Neural Network on the Altair 8800 Using Front Panel Switches

[aemiliotis]

Programming a Neural Network on the Altair 8800 Using Front Panel Switches

Programming the Altair 8800 using its front panel switches requires manually entering machine code one byte at a time.

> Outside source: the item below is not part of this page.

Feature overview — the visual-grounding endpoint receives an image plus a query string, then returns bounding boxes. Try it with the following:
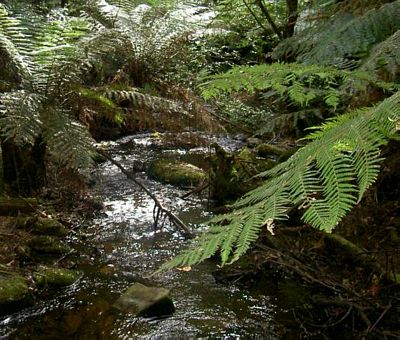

Here's how you could implement a neural network:

Preparation

1. Understand the limitations:
   - You'll need to work in 8080 machine code (not BASIC)
   - Memory is extremely limited (typically 4K-8K)
   - Floating point math must be implemented in software
   - The program must be very simple

2. Simplified approach:
   - Implement a single perceptron (1-layer neural network)
   - Use 8-bit fixed-point arithmetic instead of floating point
   - Train on a simple problem (like AND or OR, not XOR)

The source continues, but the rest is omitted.